What to be wary of in robust EU strategy toward China?

By Zhang Bei Source:Global Times Published: 2020/5/31 21:48:41

Photo: IC

In the recent Annual German Ambassadors' Conference, EU High Representative Josep Borrell made a speech addressed to his German host that mainly conveyed high expectations for Germany after it taking the positions of both presidencies of the UN Security Council and the Council of the EU later this year. Borrell offered European observations for China-Europe relations in the post-pandemic era. In particular, he called for a "robust new strategy" toward China. 

In fact, Borrell's remark is just one among a litany of reflections in Europe on China during the process of a pandemic. Some comments are far more sensational. Cases in point include the prediction that there will be a "paradigm shift" or a "complete rethink" of Europe's policy toward China after the COVID-19 pandemic. 

However, when we look into what Borrell really implies in this "new robust strategy," we see elements that have been emphasized repeatedly in the last couple of years by the European side. 

First, Europe makes decisions based on its own values and interests. Second, Europe should not be turned into an instrument of the China-US rivalry. Third, Europe speaks and acts as one on the global stage. 

Actually, this thinking is a more or less a consensus on how Europe should cope in a perceived, strange world. In Europe's eyes, the old world is disappearing rapidly and the new world is not friendly either. The global leader, Europe's long-time friend and ally, is not only unhelpful, but sometimes even destructive, while the bloc is taking its stable economic partner, which has lucrative market, as a competitor. These two are engaged in a rivalry where the pressure, mainly from the US, for Europe to take sides is mounting. 

Informed by this perception, Europe on a whole has made quite a lot of adjustments. During the past couple of years, it has steadily built on the concept of a "sovereign" Europe for security, economics and industrial terms. 

In relation to Europe's policy toward China, it is clear the bloc has become much more "robust" already and pushing for more "reciprocity." The creation of EU's new instruments to screen investments and enforce antitrust measures is also example of that. Just also remember that both the European Industrial strategy and digital strategy have competition with China in mind. 

Europe's changing perception and policy adaptation toward China is not unnatural as the global order shifts - and as great changes unseen for more than a hundred years compel state actors to cope and manage like never before. 

China, seeing Europe as a partner, is working to solve problems and address Europe's concerns in economic cooperation. We aim for more coordination with Europe on global issues which so the two sides are increasingly on the same page. This year is supposed to be a big year for China-Europe relations, with three summits and an on-going bilateral investment treaty negotiation.

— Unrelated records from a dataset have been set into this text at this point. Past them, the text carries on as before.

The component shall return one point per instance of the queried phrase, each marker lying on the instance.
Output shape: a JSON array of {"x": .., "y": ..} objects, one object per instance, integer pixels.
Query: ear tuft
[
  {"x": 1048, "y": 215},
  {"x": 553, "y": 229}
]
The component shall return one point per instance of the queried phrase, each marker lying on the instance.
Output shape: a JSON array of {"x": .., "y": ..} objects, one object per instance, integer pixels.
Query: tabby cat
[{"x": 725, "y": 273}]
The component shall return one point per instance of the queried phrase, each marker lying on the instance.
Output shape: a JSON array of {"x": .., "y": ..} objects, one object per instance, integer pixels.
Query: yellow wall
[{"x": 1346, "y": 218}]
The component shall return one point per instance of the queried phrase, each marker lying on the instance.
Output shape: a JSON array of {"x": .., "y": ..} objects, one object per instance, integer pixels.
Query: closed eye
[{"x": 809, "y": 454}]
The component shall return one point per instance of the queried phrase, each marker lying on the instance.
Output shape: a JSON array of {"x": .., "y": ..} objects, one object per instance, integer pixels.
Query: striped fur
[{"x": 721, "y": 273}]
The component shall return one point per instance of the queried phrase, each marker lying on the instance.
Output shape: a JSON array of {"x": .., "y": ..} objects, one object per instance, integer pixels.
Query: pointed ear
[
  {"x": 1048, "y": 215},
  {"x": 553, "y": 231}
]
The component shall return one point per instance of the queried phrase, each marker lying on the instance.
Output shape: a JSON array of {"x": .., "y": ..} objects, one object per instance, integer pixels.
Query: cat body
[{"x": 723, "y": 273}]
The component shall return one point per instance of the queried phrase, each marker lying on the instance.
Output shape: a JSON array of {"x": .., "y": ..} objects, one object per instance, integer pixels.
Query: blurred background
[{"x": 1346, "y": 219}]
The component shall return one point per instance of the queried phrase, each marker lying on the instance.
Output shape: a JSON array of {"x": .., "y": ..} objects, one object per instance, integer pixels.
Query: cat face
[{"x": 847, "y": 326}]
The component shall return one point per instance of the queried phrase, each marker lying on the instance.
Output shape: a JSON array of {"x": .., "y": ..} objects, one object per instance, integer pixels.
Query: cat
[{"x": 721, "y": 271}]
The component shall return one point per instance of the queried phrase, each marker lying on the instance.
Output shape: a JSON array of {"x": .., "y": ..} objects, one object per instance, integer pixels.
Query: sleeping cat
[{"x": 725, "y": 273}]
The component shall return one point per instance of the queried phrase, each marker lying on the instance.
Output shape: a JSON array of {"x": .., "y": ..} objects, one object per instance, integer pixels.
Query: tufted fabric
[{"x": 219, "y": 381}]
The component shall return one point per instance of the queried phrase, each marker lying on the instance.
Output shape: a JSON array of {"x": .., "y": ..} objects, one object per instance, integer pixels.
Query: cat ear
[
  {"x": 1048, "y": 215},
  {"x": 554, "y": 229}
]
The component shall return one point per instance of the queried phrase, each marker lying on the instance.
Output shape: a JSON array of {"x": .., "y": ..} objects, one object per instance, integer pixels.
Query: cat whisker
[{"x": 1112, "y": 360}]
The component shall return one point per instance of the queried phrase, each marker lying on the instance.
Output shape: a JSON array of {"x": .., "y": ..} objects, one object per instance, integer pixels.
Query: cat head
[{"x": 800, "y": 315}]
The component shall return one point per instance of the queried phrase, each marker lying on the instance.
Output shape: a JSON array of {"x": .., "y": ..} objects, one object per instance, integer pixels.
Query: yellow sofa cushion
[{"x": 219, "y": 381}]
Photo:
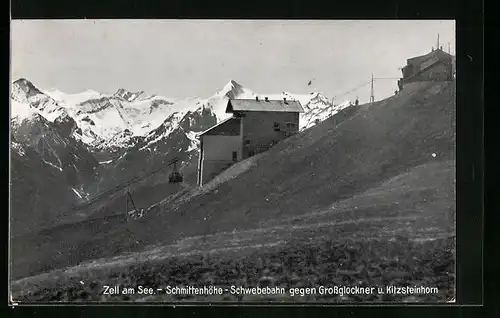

China will make use of these opportunities to work with Europe and strive for a stable and promising future. 

However, there are still alarming signs in the aforementioned litany of predictions in Europe on China-Europe relations in the post-pandemic era. People who are committed to defending China-Europe partnership should stay wary.

First, a perceived "over dependence" on China during the pandemic, such as important medicines and personal protective equipment, has made popular talk of "diversification of some value chains." In a world where the threat of decoupling of the biggest two economies is real, is Europe confident that this "diversification" is not a form of "disengagement" or "managed disengagement?"

Second, Europe is clearly seeking more self-protection with new policy innovations, such as investment screening. But how can Europe make sure protection does not lead to protectionism? This sort of tactic avowedly rejects the sort of economic recovery that is needed now. 

Third, Europe seems to stress more "value" dimensions of its policy toward China. Despite the fact that China respects Europe's commitments to its own value system, a so-called value-based policy is turning into interference into China's own affairs. This posture will greatly damage the trust China and Europe have built up together for years.